Monday, Apr. 14, 1930

Mechanical Men

Last week several thousand members of the American Society of Mechanical Engineers and delegations from 15 foreign countries arrived in Manhattan, unpacked suitcases, settled down to celebrate the Society's 50th anniversary.

The program included a one-act play depicting the founding of the Society, a pageant of engineering progress written by Yale's George Pierce Baker, dozens of speeches, the presentation of a score of medals.

Engineers have sometimes been as soundly damned as they are highly praised for bringing on the Machine Age; for taking men from their small home "factories" to work in great industrial centres. Sensitive to this criticism the engineers retaliated at their convention with dozens of papers pointing out advantages of the new order.

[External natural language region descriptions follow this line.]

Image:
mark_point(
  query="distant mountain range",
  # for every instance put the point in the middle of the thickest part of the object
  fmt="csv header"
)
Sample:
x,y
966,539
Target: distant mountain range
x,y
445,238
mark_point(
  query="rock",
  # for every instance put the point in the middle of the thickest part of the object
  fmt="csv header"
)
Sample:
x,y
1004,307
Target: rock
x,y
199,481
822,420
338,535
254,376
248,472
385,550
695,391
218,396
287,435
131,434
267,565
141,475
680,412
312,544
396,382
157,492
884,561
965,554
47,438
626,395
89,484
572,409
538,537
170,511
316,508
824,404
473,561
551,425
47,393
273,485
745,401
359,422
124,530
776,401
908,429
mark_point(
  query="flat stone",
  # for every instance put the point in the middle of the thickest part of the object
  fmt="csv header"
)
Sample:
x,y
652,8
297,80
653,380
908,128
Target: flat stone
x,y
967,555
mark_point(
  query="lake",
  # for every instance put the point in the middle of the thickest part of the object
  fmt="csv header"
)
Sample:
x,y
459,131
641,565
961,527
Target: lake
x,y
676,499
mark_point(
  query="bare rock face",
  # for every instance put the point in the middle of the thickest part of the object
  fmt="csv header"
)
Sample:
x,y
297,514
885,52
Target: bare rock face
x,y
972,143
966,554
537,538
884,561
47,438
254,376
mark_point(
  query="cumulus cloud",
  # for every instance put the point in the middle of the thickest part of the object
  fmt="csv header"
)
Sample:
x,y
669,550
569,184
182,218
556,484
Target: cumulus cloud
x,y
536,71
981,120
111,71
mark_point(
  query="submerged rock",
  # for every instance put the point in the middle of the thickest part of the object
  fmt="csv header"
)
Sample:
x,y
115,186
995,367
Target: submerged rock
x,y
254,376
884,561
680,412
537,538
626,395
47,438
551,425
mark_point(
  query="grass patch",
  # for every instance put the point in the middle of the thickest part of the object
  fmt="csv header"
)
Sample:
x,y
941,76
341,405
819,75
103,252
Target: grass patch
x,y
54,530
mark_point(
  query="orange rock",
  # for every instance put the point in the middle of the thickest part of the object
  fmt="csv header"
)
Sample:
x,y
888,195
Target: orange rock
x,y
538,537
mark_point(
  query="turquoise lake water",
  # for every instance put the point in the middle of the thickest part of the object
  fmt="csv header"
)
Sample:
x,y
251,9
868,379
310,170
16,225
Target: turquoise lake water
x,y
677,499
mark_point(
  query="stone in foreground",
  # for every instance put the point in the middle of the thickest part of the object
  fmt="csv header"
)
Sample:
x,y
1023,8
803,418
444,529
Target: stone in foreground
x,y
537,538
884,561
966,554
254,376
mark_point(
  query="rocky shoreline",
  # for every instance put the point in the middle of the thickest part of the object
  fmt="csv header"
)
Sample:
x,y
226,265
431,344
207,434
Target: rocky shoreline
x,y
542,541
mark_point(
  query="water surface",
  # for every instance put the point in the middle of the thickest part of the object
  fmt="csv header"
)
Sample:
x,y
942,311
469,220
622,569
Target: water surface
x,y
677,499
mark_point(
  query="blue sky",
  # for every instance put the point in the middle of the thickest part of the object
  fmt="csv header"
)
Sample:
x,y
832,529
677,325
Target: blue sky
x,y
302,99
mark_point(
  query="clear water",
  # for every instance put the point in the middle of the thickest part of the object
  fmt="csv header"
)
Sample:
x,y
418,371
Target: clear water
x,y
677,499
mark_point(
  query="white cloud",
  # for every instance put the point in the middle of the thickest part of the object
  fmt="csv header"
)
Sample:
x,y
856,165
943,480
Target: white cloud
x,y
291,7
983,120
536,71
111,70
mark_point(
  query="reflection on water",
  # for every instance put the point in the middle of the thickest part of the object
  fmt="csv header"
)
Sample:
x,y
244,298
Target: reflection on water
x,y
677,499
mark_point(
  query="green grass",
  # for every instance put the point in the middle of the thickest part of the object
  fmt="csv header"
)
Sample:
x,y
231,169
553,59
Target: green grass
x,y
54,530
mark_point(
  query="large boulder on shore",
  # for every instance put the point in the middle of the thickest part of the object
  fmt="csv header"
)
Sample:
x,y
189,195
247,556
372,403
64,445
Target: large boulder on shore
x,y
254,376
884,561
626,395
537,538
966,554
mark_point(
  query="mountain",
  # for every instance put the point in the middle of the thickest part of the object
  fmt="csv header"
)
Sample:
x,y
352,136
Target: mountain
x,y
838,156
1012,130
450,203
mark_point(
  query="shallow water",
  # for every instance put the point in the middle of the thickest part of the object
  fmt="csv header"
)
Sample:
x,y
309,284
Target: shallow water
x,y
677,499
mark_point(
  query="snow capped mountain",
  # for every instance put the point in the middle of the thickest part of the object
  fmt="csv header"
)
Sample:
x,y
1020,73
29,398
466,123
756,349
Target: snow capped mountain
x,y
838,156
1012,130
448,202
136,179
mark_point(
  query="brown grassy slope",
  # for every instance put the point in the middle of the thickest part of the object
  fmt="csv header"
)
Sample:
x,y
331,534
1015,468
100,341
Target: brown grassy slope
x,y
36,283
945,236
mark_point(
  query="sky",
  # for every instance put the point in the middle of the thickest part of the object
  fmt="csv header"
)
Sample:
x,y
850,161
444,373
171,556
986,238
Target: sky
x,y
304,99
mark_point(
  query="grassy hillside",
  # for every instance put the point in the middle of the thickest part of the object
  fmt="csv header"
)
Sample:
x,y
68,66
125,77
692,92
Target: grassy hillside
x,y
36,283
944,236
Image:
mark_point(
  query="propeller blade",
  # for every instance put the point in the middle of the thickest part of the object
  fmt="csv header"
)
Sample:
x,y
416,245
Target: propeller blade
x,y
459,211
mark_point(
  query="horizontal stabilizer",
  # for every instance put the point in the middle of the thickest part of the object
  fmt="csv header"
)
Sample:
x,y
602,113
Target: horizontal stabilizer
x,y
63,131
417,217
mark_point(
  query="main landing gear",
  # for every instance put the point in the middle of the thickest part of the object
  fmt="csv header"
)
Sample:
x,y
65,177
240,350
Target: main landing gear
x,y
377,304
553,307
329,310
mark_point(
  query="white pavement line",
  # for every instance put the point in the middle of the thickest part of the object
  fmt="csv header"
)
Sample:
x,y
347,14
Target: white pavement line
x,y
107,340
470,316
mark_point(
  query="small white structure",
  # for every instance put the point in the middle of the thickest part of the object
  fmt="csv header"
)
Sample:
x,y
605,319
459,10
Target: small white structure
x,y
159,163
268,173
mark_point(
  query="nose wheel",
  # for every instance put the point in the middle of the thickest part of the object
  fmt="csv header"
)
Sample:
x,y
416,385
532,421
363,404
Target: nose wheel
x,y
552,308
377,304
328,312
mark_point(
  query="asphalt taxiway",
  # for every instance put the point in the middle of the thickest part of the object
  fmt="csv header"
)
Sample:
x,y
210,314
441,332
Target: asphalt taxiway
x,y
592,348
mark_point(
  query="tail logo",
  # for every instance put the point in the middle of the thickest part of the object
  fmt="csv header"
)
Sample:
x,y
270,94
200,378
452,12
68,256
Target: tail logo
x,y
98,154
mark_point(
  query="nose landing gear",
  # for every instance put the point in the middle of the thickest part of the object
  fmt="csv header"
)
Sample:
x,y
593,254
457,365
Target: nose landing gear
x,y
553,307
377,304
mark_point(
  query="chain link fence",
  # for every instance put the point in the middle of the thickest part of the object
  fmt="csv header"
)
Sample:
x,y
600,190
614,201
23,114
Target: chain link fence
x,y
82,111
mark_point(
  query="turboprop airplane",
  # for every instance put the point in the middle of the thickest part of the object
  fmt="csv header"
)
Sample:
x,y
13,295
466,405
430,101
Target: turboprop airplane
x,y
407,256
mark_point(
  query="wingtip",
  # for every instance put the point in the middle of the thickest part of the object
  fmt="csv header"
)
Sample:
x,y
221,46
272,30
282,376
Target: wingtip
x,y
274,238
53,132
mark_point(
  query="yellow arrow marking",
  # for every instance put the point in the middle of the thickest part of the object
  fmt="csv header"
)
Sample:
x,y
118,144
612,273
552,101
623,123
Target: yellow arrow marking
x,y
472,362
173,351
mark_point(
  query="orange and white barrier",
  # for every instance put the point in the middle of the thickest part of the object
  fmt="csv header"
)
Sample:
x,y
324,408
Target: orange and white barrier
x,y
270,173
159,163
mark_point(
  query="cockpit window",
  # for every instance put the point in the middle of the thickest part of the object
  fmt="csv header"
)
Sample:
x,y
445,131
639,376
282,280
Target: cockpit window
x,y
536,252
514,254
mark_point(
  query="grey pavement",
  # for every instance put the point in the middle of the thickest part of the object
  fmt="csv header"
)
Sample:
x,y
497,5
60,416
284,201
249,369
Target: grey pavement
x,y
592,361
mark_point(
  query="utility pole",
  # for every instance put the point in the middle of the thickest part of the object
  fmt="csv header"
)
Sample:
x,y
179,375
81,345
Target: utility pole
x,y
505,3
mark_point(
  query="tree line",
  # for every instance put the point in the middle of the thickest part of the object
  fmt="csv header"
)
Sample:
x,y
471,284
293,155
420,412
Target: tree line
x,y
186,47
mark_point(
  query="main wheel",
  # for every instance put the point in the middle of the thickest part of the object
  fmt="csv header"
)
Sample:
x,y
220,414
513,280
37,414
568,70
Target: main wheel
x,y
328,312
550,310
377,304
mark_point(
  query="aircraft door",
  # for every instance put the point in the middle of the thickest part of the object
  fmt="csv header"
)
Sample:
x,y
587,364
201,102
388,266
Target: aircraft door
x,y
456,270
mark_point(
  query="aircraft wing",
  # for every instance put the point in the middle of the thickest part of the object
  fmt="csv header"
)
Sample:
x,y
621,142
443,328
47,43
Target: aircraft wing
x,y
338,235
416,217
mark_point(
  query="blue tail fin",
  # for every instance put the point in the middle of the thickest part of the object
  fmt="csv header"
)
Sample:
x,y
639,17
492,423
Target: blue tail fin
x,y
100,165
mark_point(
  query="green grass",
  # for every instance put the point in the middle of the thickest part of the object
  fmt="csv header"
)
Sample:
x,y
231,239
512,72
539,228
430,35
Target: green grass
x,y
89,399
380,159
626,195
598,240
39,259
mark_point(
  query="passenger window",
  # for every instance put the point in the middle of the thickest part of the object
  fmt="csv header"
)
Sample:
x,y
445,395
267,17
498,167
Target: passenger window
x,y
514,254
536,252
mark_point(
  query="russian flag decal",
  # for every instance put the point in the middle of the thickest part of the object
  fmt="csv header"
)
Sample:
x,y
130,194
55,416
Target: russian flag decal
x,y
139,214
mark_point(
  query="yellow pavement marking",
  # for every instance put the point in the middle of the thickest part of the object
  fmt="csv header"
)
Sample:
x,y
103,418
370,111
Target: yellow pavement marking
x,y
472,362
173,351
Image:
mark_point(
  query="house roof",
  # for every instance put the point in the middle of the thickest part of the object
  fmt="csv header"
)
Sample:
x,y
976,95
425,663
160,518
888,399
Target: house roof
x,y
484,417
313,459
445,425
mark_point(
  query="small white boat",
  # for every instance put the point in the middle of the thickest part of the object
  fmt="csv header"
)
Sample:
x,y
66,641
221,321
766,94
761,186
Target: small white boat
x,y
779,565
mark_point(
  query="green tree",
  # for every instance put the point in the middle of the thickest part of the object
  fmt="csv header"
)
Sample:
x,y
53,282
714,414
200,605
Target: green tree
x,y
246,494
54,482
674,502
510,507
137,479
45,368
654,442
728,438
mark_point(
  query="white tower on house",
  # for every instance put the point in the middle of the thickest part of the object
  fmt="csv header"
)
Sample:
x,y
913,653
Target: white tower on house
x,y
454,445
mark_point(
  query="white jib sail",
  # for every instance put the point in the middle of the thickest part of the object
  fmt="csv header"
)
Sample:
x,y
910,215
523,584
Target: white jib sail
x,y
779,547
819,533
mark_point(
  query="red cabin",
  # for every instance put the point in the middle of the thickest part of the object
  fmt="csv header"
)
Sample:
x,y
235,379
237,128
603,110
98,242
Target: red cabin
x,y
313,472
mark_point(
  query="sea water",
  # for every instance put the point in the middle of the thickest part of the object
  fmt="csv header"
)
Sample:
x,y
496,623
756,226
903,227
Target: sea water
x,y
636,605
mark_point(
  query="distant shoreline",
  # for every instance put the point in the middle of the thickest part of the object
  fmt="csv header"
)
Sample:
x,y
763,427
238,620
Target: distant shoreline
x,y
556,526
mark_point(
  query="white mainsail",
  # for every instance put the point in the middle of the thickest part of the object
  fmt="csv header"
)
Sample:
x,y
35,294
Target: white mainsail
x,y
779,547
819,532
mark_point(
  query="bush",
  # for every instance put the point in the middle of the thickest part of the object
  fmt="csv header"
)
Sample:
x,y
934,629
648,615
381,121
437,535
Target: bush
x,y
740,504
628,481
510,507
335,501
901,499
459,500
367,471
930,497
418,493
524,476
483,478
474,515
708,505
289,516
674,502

Along a like line of thought was the student-enacted pageant at the auditorium of the Stevens Institute of Technology, Hoboken. Unlike most pageants, this one was rapid moving, took only one hour. The first part, showed "The Beginnings." First scene: a perfectly blank, dark stage, allowing the audience to picture whatever they wished.

The first character on the stage, a Stevens undergraduate, depicted a Neanderthal type of man. He loped apelike across the stage on naked 20th Century legs. He was awed by the forces of Nature until he discovered weapons, tools. Toward the end of this section "Control," a child, appeared to befriend the undergraduate. "Control" then stepped gingerly to the front of the stage and delivered himself of a speech to the effect that without tools man is nothing, with them he is everything.

Section Two, "The Age of Steam," showed man in a somewhat better light. The audience beheld the emergence of the mechanical engineer and some of his inventions. Toward the end this act took on the gala aspect of a football game as a parade of students appeared bearing banners with the names of various engineering schools. After a short stretch showing how the society was founded "Control," now almost full grown, again popped to the front of the stage, said: ". . . Engineering . . . has been one of the means . . . by which civilization has advanced."

Third Section, "The Age of Electricity," was introduced with a flashing of lights. Then came a display of inventions. Then "Control," now a lusty, up and coming young man, stepped once more to the front of the stage to say: "I am the engineer. . . . I control, I convert. I do not create."